Sparks sells all manners of SPDs that are compliant with the 18th Edition. These include the Hager VML914PD 14 way consumer unit. This is a high integrity unit that comes complemented with earth and neutral terminals along with a twin set of 100A 30mA Residual Current Protectors RCDs.
This Hager board comes with a Type 2 Factory Fitted SPD that has undergone rigorous testing. These are the consumer units and electrical appliances that will regulate your power flow and prevent overvoltages.
Classification of SPDs and AFFDs – important details contractors must get right
Confusion may arise from the different ‘types’ of SPDs which are available – for instance, the Hager 14 described above is classified as Type 2. Type 2 SPDs are used in primary distribution boards when there is no need for a Type 1 SPD.
Type 1 SPDs can discharge only partial lighting current and, like the Type 2, are used mainly on primary distribution boards. However, unlike the Type 2, these SPDs do not offer an adequate amount of protection level to prevent overvoltage. They must be used in conjunction with Type 2 SPDs.
Type 3 SPDs, however, have a relatively low discharge capacity. This means they are not used on primary distribution keyboards and only in a supplementary way – for ‘sensitive loads’.

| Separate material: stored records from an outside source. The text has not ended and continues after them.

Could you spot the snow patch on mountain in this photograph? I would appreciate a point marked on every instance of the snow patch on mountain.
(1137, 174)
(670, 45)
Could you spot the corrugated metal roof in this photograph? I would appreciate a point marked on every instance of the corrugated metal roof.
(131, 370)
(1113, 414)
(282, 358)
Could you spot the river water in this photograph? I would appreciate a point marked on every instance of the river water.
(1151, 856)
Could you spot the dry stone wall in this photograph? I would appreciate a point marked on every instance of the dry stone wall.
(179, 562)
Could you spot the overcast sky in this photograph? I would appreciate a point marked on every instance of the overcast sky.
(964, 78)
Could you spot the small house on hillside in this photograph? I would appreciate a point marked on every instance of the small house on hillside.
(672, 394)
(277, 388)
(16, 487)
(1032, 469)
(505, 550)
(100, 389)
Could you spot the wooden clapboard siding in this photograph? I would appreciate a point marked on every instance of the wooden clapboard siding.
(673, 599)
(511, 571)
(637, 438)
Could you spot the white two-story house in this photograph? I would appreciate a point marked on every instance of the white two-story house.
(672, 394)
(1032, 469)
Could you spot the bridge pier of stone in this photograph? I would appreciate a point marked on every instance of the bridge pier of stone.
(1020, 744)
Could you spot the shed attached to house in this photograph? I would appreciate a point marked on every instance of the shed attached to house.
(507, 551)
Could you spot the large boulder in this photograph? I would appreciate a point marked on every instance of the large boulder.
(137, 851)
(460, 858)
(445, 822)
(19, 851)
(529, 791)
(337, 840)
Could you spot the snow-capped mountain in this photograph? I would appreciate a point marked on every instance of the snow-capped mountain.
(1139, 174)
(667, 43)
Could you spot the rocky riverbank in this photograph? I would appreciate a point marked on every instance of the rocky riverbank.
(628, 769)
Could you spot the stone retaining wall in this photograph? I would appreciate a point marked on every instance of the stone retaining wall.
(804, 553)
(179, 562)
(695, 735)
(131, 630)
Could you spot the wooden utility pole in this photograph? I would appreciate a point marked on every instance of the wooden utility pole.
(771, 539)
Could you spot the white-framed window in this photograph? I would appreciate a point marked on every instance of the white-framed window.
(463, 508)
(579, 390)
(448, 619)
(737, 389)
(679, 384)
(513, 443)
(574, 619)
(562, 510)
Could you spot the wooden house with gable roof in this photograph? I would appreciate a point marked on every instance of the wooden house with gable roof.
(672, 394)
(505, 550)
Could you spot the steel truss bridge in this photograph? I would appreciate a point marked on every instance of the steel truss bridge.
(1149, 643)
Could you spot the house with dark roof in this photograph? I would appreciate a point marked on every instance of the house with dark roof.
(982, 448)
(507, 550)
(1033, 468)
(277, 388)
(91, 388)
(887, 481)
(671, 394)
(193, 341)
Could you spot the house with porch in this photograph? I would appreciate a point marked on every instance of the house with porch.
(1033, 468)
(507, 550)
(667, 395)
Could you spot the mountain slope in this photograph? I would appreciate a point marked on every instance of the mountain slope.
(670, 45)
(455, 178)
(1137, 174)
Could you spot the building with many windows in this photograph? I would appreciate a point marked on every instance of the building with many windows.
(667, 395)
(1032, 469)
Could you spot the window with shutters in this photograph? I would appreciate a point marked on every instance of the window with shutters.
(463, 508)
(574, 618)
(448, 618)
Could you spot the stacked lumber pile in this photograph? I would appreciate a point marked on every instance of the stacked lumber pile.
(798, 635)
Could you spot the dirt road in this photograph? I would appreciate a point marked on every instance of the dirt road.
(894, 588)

It is essential that contractors understand the different classifications of SPDs. Primary distribution keyboards provide and regulate power throughout your home through a multi-core run cable.
The 18th Edition six months later – has the industry got to grips with it?
Reaction to the changes made by the 18th Edition have been largely positive. Michael Kenyon, the technical engineer at Bureau Veritas, said:
The introduction of the 18th Edition regulations has ushered in a new era of best practice for surge protection, EV charging point installation and energy efficiency.
Michael goes on to say that these new rules on surge protection are making a huge impact in public sector buildings such as hospitals. Demand for charging points is massively on the rise, so it is essential that contractors have an understanding of how to test them.
The initial benefit is the added peace of mind this knowledge of surge protection grants to hospitals. However, there are other benefits that are already being welcomed.
Electrical installations made under 18th Edition guidelines are proven to be more eco-efficient. They have lessened their environmental impact and saved copious amounts of energy – and money – for public sector buildings.
Mr Kenyon admits there have been some growing pains in administering all the 18th Edition regulations. However, he also believes that they are on the road to ‘best practice by achieving compliance’.
It is his belief, and ours at Sparks too, that increased compliance with surge protection laws will improve electrical safety for years to come.